Firstly, it has already been said that the end 60 of the shutter 17 has a terminal collar 61 which increases the pressure in the pressure chamber 15a with a desired gradient so as to progressively decelerate the mobile rod 11 which supports the rocker arm 6 and thus progressively decelerate the valve 2.

In order to decelerate the valve 2 during the settling in the seat 2b in the closing step there is also provided for the previously described damper unit 35, which is arranged on the top part of the housing 10 and comprises the auxiliary rocker arm 36 hinged to the rocker arm 6 and the housing 10.

The hydraulic reaction of the damper unit 35, generated by the compression of the fluid contained in the hydraulic chamber 43 and the elastic body 41 , is transferred to the valve 2 through the auxiliary rocker arm 36 articulated between the rocker arm 6 and the housing 10 through the pins 6a and 38 respectively.

As previously mentioned, the area with shaped profile 39 of the auxiliary rocker arm 36 which is arranged resting against the compression ring 40 of the damper unit 35 is shaped in a manner such that the damper intervenes only for given distances of the valve 2 from the inoperative position.

During the operative step of the damper unit 35, the contact between the idler roller 5 and the cam 4 is never lost given that all clearances are recovered by the elasticity of the mobile rod 11.

Thus, in the light of the above, it is clear that the adjustment unit subject of the invention attains all pre-set objects.
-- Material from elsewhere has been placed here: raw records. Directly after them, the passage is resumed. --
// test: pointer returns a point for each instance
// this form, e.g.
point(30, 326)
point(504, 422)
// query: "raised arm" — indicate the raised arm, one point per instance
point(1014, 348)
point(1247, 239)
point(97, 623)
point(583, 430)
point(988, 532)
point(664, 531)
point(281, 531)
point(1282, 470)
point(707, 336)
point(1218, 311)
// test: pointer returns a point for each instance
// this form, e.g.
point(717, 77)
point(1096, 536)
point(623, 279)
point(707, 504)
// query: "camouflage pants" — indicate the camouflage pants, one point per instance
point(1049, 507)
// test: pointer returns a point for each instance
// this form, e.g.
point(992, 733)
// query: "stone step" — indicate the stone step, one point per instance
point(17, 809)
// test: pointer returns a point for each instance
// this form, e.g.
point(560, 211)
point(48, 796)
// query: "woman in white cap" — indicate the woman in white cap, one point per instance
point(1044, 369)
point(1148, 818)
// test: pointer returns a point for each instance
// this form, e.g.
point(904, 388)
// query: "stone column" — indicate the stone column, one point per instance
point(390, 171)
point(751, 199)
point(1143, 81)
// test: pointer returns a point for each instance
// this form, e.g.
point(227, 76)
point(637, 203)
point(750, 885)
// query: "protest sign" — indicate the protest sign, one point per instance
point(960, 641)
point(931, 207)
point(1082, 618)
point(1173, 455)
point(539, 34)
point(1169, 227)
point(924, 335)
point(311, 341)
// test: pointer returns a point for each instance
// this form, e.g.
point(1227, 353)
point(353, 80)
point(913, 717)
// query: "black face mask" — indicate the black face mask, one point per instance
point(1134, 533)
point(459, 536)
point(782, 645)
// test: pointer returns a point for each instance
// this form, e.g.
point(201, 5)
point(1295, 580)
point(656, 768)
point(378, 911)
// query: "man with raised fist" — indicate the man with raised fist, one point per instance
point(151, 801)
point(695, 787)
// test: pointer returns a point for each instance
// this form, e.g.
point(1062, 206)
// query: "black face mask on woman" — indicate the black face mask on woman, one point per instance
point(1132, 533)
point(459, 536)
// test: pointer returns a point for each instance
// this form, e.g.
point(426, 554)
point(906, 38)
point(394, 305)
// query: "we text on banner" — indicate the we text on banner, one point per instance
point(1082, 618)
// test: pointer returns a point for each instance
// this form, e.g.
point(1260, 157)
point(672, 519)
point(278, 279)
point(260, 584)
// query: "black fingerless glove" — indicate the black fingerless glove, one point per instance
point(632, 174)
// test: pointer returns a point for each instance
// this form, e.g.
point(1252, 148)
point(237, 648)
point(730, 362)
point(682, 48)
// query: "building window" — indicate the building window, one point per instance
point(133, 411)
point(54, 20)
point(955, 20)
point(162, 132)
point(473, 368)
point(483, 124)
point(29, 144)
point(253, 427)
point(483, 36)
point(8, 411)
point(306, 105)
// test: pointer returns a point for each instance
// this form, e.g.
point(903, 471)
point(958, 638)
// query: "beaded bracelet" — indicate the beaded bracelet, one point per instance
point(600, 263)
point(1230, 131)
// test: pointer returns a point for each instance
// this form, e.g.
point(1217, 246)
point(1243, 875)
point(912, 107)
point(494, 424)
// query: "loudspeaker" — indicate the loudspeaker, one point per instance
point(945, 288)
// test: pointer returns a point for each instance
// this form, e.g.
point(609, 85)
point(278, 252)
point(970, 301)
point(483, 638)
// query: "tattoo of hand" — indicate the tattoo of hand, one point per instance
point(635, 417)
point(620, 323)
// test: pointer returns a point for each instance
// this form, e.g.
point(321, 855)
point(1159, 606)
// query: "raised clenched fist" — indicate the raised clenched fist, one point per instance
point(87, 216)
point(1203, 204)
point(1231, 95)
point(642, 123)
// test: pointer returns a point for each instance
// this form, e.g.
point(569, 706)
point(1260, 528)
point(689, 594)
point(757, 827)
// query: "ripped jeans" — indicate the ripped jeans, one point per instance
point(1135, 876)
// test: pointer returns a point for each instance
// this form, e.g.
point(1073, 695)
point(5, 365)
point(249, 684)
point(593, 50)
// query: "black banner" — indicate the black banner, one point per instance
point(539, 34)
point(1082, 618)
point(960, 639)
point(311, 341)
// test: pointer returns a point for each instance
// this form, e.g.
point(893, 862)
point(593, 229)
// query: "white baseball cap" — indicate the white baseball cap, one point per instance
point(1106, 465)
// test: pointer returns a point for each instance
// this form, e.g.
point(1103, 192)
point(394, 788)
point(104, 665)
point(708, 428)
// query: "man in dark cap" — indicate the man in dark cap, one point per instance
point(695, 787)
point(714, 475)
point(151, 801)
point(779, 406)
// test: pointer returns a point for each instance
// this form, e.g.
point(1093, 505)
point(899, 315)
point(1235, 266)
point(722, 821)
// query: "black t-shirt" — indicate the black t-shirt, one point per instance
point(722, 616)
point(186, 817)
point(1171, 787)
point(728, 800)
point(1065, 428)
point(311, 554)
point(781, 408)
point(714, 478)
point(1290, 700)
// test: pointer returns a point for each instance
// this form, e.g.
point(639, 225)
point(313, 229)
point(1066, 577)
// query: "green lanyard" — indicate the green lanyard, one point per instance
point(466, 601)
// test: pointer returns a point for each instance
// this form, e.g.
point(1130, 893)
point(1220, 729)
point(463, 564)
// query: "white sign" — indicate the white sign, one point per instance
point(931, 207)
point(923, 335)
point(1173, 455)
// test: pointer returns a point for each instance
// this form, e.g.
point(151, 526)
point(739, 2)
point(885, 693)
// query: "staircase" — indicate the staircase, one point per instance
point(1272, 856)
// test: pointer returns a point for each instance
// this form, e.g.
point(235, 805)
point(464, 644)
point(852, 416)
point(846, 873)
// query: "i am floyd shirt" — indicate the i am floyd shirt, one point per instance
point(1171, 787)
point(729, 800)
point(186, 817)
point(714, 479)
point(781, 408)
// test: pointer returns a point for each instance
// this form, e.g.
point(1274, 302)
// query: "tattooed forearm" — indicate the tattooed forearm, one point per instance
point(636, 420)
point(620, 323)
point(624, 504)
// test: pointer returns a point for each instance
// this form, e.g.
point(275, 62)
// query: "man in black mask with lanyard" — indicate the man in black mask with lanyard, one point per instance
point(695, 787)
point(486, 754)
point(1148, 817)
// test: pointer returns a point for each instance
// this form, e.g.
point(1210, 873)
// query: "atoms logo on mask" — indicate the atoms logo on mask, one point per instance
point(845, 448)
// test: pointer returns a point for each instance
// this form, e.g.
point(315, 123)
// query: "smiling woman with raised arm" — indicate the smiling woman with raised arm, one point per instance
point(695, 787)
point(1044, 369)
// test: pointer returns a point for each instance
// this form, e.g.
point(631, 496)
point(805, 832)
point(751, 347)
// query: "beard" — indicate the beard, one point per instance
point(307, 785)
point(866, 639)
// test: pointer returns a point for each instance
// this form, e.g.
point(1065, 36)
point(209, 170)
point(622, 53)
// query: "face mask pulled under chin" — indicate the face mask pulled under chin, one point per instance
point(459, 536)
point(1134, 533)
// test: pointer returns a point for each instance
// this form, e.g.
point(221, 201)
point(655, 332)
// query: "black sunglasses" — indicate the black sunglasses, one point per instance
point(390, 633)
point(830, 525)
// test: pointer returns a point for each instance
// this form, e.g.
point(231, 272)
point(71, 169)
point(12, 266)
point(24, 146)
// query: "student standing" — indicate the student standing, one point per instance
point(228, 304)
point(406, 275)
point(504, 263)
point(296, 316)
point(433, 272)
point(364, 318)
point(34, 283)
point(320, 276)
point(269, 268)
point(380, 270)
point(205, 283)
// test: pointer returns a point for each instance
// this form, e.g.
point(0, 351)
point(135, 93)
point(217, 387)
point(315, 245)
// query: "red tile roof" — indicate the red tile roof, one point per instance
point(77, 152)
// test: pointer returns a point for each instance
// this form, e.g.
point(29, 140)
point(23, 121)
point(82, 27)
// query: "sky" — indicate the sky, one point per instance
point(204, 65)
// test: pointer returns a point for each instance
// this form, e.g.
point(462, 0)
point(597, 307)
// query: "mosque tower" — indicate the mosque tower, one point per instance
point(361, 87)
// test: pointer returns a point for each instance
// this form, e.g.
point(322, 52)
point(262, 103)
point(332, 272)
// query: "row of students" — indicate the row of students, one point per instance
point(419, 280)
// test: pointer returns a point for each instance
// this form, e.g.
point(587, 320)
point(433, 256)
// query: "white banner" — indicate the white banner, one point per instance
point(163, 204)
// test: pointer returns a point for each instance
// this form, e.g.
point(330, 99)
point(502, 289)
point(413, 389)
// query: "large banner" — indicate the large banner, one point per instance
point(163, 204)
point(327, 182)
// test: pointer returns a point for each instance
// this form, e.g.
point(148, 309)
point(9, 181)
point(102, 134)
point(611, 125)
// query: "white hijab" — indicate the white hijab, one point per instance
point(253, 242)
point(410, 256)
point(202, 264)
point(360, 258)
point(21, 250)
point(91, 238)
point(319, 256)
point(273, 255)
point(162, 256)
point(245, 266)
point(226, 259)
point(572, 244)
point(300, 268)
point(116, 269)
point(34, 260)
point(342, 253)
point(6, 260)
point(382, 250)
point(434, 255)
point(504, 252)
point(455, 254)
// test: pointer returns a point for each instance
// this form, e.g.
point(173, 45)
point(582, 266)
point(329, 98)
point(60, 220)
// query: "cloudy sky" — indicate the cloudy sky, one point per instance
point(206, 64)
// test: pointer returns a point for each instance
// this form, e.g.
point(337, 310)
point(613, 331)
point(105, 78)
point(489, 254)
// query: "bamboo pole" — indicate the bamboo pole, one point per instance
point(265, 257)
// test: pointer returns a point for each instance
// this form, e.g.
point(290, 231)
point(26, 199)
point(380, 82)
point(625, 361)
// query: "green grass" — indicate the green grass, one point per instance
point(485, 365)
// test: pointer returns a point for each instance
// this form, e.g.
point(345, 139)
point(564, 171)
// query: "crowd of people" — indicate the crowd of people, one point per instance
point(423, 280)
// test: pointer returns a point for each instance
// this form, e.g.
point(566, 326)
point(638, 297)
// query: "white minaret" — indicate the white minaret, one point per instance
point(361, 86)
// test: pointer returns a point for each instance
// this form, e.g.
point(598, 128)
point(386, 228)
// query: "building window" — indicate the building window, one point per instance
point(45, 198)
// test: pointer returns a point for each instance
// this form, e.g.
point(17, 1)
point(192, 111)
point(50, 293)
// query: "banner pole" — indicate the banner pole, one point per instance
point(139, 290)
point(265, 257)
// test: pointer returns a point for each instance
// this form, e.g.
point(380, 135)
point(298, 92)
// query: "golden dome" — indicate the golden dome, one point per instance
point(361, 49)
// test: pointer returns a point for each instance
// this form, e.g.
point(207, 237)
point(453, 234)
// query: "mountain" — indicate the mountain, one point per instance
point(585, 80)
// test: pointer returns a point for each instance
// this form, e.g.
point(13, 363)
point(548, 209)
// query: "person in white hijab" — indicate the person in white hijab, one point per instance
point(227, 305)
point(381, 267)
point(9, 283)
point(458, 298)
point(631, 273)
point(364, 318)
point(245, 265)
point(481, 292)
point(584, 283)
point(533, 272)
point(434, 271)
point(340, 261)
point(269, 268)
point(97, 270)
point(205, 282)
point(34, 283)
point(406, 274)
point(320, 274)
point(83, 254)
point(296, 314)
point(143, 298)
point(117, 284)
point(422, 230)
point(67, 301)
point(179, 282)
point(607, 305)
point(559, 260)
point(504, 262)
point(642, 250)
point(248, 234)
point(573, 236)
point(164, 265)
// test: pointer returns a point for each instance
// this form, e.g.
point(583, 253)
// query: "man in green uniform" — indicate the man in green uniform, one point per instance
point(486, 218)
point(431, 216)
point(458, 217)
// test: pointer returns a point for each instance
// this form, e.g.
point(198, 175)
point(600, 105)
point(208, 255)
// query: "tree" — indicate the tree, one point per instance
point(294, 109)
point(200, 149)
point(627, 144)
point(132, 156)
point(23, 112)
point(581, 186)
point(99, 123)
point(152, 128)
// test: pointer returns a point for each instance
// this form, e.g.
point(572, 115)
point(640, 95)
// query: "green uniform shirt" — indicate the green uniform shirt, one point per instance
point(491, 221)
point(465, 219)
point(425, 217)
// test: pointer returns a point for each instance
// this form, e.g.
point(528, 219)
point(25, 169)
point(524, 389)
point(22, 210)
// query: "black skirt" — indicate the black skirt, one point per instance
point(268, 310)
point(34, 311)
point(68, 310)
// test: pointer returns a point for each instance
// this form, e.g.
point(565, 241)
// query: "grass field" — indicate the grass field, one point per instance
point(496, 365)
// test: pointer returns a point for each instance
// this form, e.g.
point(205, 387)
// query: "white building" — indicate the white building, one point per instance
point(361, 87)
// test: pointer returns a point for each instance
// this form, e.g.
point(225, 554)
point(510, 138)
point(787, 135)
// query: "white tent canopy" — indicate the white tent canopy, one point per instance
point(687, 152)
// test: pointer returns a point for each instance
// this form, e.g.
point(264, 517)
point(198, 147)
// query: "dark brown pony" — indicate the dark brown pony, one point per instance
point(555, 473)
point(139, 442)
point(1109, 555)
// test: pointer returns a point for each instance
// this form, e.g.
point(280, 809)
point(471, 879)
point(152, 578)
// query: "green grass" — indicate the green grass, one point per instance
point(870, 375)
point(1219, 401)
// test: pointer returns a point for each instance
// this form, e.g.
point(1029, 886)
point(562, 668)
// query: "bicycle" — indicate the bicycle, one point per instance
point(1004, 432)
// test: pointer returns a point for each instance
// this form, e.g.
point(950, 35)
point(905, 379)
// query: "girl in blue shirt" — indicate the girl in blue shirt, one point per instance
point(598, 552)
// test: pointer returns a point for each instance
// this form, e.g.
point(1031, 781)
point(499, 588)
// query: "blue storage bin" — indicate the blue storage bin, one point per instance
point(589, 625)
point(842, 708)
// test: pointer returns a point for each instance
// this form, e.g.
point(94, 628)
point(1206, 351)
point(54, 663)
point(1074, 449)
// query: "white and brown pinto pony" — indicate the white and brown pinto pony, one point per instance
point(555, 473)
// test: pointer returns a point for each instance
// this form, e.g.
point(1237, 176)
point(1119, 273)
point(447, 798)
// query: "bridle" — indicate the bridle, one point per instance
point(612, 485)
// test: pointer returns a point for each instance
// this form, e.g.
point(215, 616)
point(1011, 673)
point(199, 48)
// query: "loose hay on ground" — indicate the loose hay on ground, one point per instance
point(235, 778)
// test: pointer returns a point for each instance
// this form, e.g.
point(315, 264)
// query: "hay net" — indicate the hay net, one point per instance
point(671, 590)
Firstly, according to the outlined description it is clear that the adjustment unit of the invention is easier to construct with respect to the equivalent prior art adjustment units and thus it is less expensive to manufacture.

Advantageously, this enables mounting the adjustment unit of the invention in engines that are installed on a wide range of motor vehicles and especially on vehicles of the low-price bracket.

Furthermore, the operation of the invention has smaller overall dimensions with respect to the equivalent prior art adjustment units.

In addition, the embodiment of the adjustment unit of the invention is such to enable it to also perform the function of recovering the clearance of the tappets which is normally carried out by the known hydraulic tappets.

It should be observed that the adjustment unit of the invention thus described may also be obtained according to embodiments different from the one illustrated in the figures.

Thus, for example, the housing 10, which is configured in the form of a cartridge body in the figures, may also be constituted by a seat or a housing obtained in the cylinder head or cylinder block of the engine or in any part thereof suitable for the purpose.

Furthermore, in the implementation step, the described elements that form the adjustment unit may be subjected to variants or modifications such to enable the arrangement thereof in different ways inside the housing 10, as long as they enable the same operation.

Lastly, the actuator means 20 for the actuation of the shutter 17 may be of any type and obtained in any form as long as they are suitable to generate the displacement of the shutter 17 in the chambers.

Should such and other possible variants fall within the scope of protection of the claims that follow, they shall definitely be deemed to be protected by the present patent.